O padeiro
Rubem Braga*
Levanto cedo, faço minhas
abluções, ponho a chaleira no fogo para fazer café e abro a porta do
apartamento — mas não encontro o pão costumeiro. No mesmo instante, me lembro
de ter lido alguma coisa nos jornais da véspera sobre a “greve do pão dormido”.
De resto não é bem uma greve, é um locaute, greve dos patrões, que suspenderam
o trabalho noturno; acham que obrigando o povo a tomar seu café da manhã com
pão dormido conseguirão não sei bem o quê do governo.
Está bem. Tomo o meu café com pão dormido, que não é tão ruim
assim. E enquanto tomo café vou me lembrando de um homem modesto que conheci
antigamente.
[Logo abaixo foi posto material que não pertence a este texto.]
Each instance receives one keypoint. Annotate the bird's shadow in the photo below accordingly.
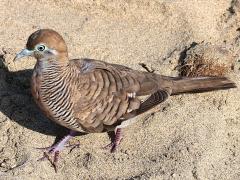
(17, 104)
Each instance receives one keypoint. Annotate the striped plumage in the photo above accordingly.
(87, 95)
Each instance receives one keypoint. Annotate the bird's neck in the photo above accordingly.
(50, 65)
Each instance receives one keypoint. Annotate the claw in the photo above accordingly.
(55, 150)
(115, 143)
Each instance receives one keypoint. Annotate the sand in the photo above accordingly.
(187, 137)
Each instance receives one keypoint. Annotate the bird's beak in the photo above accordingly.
(23, 53)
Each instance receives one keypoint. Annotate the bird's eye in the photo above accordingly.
(41, 48)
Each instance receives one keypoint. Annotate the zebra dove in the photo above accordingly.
(92, 96)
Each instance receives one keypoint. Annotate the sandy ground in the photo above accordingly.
(189, 137)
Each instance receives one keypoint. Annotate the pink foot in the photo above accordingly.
(115, 143)
(55, 150)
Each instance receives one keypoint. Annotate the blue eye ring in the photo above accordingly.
(41, 48)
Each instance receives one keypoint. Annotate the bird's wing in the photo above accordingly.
(107, 94)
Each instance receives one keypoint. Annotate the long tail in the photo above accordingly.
(200, 84)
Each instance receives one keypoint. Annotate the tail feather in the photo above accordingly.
(200, 84)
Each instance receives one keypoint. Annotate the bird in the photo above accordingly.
(92, 96)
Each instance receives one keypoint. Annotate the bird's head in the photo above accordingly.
(45, 44)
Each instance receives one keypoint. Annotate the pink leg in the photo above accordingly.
(55, 149)
(117, 139)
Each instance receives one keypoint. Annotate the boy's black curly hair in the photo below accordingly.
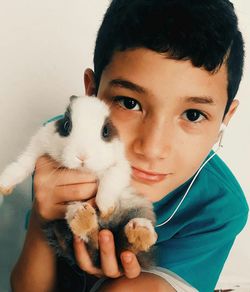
(202, 31)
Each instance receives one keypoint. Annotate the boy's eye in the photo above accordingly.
(128, 103)
(194, 116)
(106, 131)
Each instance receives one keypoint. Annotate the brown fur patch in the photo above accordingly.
(84, 221)
(5, 191)
(108, 214)
(140, 237)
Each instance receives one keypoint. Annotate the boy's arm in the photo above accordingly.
(36, 267)
(144, 282)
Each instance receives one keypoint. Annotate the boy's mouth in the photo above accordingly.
(146, 176)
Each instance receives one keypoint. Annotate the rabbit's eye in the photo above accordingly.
(66, 127)
(106, 131)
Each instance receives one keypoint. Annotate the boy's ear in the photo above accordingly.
(89, 82)
(232, 109)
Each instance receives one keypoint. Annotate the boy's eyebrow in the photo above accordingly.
(200, 99)
(127, 84)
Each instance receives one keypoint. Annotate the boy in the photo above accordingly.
(169, 71)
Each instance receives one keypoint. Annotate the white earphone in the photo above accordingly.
(221, 134)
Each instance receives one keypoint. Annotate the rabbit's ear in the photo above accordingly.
(73, 97)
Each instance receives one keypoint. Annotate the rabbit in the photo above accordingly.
(85, 139)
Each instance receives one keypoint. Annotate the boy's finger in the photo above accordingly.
(130, 265)
(107, 254)
(83, 259)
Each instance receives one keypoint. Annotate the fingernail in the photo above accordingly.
(127, 258)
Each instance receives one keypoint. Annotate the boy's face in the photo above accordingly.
(168, 114)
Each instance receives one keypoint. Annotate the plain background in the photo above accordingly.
(44, 48)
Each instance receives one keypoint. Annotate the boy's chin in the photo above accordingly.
(154, 192)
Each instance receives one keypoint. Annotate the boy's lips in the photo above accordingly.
(146, 176)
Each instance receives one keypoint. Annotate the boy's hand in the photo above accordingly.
(55, 187)
(109, 265)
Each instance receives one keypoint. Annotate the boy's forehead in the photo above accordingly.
(145, 71)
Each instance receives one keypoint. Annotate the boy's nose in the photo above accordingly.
(154, 141)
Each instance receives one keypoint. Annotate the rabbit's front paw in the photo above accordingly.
(140, 234)
(5, 190)
(82, 220)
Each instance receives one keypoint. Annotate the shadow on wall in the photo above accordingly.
(12, 229)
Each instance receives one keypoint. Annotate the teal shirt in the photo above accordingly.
(195, 243)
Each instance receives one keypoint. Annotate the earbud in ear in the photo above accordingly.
(222, 128)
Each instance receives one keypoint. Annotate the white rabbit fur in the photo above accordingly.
(79, 141)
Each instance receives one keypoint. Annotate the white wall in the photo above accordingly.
(45, 47)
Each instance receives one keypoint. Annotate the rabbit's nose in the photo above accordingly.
(81, 158)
Quando vinha deixar o pão à porta do apartamento ele apertava a
campainha, mas, para não incomodar os moradores, avisava gritando:
— Não é ninguém, é o padeiro!
Interroguei-o uma vez: como tivera a ideia de gritar aquilo?
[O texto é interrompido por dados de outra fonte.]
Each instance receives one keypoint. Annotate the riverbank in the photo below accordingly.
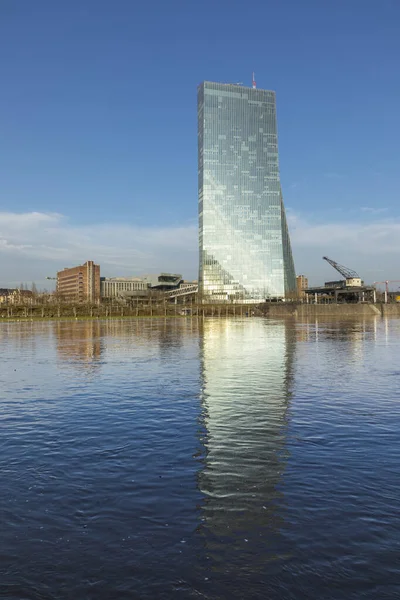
(271, 310)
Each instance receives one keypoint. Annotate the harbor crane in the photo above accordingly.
(352, 278)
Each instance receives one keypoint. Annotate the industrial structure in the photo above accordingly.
(302, 285)
(244, 248)
(349, 289)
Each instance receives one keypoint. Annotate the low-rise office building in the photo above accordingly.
(79, 284)
(302, 285)
(112, 287)
(163, 281)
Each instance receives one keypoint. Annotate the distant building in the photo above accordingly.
(245, 253)
(111, 287)
(163, 281)
(302, 284)
(79, 284)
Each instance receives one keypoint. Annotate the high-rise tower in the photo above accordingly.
(245, 252)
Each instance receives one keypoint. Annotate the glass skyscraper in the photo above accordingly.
(245, 252)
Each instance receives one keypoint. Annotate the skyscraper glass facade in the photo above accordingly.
(245, 252)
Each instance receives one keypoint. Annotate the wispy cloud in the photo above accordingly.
(33, 245)
(373, 211)
(50, 242)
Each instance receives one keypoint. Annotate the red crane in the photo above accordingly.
(387, 286)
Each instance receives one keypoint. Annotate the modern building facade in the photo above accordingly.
(245, 252)
(79, 284)
(302, 284)
(111, 287)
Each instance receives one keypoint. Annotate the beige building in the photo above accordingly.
(302, 284)
(111, 287)
(79, 284)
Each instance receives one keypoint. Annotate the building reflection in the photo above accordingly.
(246, 389)
(79, 342)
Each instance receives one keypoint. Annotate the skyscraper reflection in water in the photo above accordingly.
(246, 373)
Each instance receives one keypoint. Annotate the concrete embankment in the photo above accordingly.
(330, 310)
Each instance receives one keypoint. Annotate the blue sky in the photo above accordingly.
(98, 148)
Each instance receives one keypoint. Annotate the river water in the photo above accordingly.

“Então você não é ninguém”?
Ele abriu um sorriso largo. Explicou que aprendera aquilo de
ouvido. Muitas vezes lhe acontecera bater a campainha de uma casa e ser
atendido por uma empregada ou outra pessoa qualquer, e ouvir uma voz que vinha
lá de dentro perguntando quem era; e ouvir a pessoa que o atendera dizer para
dentro: “não é ninguém, não senhora, é o padeiro”. Assim ficara sabendo que não
era ninguém…
Ele me contou isso sem mágoa nenhuma e se despediu ainda
sorrindo. Eu não quis detê-lo para explicar que estava falando com um colega,
ainda que menos importante. Naquele tempo eu também, como os padeiros, fazia o
trabalho noturno. Era pela madrugada que deixava a redação de jornal, quase
sempre depois de uma passagem pela oficina ― e muitas vezes saía já levando na
mão um dos primeiros exemplares rodados, o jornal ainda quentinho da máquina,
como pão saído do forno.
Ah, eu era rapaz, eu era rapaz naquele tempo! E às vezes me
julgava importante porque no jornal que levava para casa, além de reportagens
ou notas que eu escrevera sem assinar, ia uma crônica ou artigo com o meu nome.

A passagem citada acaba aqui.